El mundo dispone de una fuente de energía ilimitada y, por tanto, valiosa: el sol. Si bien los rayos del sol desprenden una cantidad de energía más que suficiente para abastecer a todo el planeta, hoy son todavía muchas las trabas que se le pone al desarrollo de este recurso.
Se han producido numerosos avances en este sector pero el factor económico sigue siendo uno de los principales obstáculos que se interponen en el camino del desarrollo de los recursos energéticos disponibles. No obstante, los principales Gobiernos comienzan a otorgar mayor presupuesto a este tipo de proyectos siendo más conscientes del progresivo calentamiento global y del intento por depender en menor medida del petróleo.
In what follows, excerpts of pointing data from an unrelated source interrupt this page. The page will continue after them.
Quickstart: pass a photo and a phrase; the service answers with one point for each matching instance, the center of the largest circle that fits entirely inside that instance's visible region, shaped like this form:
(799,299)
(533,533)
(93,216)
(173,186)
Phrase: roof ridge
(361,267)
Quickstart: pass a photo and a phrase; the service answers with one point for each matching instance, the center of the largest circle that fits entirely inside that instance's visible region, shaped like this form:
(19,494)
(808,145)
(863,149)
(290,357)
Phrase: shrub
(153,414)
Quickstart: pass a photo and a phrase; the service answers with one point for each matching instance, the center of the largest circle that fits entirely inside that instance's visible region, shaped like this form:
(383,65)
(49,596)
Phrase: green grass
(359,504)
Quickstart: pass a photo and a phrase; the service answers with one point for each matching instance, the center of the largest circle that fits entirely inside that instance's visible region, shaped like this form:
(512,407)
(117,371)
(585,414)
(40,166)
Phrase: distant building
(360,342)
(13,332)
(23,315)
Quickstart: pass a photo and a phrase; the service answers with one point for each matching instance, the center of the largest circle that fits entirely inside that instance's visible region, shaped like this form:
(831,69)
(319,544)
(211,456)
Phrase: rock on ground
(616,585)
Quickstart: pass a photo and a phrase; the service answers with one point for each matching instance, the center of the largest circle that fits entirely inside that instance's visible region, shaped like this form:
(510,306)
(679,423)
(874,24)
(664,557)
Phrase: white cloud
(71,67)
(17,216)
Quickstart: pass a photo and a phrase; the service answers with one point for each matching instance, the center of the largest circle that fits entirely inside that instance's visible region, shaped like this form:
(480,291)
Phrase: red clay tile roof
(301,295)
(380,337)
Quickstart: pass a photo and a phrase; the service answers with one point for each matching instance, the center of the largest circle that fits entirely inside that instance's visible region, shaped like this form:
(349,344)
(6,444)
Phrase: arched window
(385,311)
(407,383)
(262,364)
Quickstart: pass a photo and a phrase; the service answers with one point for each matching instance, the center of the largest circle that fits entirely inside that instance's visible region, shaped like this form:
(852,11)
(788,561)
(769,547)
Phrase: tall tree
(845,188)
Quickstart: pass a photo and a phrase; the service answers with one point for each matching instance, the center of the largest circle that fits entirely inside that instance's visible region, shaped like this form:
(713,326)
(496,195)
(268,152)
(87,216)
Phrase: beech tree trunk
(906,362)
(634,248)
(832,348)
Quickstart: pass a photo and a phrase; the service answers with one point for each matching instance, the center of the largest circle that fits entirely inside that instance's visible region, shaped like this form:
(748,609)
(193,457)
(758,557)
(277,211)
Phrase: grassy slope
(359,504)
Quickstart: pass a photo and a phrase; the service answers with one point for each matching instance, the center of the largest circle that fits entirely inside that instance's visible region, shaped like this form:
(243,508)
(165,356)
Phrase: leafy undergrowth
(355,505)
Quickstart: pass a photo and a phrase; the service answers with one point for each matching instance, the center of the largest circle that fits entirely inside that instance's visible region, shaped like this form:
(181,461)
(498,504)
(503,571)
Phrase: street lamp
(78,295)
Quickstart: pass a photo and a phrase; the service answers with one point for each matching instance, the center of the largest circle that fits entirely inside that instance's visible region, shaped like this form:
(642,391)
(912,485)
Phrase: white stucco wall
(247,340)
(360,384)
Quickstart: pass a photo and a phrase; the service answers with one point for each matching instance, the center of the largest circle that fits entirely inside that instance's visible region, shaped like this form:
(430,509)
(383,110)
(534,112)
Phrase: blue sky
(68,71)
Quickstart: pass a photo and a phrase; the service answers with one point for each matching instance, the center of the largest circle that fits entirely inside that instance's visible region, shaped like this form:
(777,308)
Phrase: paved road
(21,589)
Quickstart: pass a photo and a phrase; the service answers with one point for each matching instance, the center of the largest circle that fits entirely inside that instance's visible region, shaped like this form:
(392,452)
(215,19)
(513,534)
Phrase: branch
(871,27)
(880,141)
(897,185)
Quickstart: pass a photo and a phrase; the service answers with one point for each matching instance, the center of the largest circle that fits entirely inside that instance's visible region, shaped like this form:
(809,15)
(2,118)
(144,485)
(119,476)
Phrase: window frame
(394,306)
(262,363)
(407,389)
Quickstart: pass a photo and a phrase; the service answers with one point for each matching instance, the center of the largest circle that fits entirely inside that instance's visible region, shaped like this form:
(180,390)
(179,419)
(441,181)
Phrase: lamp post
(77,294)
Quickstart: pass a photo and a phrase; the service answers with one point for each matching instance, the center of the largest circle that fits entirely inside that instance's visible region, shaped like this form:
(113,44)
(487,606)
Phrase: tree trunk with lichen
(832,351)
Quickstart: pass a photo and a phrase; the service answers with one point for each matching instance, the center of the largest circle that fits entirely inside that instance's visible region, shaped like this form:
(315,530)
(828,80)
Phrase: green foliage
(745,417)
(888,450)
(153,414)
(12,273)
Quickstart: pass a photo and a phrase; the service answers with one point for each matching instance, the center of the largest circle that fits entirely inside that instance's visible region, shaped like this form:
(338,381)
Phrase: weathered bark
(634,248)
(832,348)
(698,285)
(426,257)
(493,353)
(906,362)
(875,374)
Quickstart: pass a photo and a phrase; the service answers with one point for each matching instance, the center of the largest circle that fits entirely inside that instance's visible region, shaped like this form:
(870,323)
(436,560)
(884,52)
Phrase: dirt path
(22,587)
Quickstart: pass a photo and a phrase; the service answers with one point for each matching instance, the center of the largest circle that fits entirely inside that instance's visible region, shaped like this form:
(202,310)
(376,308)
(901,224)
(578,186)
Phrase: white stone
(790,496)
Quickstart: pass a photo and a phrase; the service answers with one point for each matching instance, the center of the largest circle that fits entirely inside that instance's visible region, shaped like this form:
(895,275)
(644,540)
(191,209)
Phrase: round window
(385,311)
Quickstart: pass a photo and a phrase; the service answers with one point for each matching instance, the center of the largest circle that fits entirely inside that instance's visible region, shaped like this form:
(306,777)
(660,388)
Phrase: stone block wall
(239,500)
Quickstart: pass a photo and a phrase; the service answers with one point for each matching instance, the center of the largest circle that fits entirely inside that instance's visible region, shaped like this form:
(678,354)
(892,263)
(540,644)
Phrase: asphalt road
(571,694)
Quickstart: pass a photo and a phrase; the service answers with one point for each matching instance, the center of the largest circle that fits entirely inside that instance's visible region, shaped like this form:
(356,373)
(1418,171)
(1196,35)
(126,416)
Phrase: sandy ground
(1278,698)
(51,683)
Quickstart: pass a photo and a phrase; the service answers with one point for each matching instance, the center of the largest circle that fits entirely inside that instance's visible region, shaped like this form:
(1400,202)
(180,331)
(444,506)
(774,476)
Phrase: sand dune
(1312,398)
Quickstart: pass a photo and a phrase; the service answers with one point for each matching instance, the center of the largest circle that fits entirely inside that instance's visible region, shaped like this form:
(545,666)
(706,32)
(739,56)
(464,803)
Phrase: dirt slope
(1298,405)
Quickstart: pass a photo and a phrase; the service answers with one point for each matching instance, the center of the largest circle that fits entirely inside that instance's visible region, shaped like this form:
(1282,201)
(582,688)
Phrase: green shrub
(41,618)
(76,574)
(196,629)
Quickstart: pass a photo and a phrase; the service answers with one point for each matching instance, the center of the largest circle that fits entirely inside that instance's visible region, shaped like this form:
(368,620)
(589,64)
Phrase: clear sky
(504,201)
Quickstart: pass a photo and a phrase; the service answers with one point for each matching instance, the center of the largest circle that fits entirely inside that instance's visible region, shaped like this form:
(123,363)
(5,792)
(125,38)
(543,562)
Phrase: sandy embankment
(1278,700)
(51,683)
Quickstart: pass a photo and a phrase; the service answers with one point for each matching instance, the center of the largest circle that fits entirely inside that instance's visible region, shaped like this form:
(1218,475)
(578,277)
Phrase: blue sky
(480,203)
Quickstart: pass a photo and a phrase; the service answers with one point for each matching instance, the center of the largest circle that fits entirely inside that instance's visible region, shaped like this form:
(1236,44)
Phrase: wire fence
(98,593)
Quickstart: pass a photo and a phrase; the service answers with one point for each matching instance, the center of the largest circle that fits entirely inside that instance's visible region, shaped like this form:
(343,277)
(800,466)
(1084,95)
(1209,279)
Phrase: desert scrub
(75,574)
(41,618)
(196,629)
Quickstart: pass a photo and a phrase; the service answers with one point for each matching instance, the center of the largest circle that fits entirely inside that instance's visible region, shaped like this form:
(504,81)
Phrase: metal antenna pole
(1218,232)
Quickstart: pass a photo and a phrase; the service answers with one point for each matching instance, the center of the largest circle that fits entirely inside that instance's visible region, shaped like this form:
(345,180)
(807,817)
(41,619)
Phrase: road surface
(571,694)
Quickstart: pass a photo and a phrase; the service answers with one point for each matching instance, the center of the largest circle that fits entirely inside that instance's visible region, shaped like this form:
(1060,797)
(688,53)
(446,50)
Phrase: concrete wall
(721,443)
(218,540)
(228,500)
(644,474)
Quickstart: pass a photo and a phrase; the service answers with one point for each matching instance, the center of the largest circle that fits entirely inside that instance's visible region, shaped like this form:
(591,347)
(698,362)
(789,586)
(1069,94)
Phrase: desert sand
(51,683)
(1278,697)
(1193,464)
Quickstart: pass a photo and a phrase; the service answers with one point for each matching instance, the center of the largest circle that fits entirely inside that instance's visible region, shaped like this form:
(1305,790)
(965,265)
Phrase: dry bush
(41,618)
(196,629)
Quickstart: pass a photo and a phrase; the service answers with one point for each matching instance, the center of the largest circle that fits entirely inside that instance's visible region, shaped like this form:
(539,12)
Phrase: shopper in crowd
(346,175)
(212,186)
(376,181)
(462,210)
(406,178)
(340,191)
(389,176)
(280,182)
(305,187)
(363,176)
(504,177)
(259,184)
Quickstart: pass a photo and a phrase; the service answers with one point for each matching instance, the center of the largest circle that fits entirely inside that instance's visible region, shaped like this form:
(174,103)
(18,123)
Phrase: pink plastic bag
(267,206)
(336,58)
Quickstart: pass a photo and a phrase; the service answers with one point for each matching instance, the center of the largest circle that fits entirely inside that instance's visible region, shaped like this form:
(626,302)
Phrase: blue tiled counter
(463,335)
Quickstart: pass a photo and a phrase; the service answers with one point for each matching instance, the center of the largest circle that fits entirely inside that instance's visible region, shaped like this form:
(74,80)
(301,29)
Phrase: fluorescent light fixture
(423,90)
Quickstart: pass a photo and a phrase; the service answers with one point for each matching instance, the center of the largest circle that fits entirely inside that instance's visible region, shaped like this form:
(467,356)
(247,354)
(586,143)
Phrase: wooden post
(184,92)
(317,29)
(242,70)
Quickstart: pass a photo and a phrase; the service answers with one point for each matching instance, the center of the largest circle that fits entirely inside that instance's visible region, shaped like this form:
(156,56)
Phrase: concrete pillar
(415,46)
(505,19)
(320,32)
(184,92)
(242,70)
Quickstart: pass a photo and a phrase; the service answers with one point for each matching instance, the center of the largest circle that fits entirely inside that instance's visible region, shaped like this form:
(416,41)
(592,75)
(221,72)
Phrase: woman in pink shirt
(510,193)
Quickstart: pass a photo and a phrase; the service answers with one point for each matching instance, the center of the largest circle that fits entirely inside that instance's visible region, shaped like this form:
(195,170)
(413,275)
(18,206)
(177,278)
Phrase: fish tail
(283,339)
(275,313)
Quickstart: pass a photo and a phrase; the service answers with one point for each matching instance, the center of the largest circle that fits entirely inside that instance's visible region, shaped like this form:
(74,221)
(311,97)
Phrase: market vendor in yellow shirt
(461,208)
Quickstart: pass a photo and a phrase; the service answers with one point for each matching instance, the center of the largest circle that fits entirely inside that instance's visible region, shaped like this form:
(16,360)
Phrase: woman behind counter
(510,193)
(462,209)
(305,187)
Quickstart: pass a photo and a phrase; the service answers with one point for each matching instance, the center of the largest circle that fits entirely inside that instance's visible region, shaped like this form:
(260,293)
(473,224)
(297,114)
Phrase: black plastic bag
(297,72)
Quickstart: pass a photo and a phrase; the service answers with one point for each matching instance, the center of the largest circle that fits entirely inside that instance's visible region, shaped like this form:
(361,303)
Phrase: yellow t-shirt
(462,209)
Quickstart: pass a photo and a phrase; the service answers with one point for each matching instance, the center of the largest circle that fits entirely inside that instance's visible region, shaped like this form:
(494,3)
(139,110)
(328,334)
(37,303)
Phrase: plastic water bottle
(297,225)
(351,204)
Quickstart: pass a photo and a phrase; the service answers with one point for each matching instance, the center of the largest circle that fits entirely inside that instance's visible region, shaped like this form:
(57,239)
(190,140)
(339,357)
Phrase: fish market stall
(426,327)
Tras muchas promesas no encontradas de las diferentes administraciones estadounidenses en materia del desarrollo de las energías renovables, parece que ahora este tipo de iniciativas cobra más fuerza con la llegada de Obama al gobierno americano. Tanto es así que Washington prevé duplicar el presupuesto en materia de energías revocables en para 2010, siendo su máxima aportación a la energía eólica y biocombustibles. Éstas, por cierto, limitadas.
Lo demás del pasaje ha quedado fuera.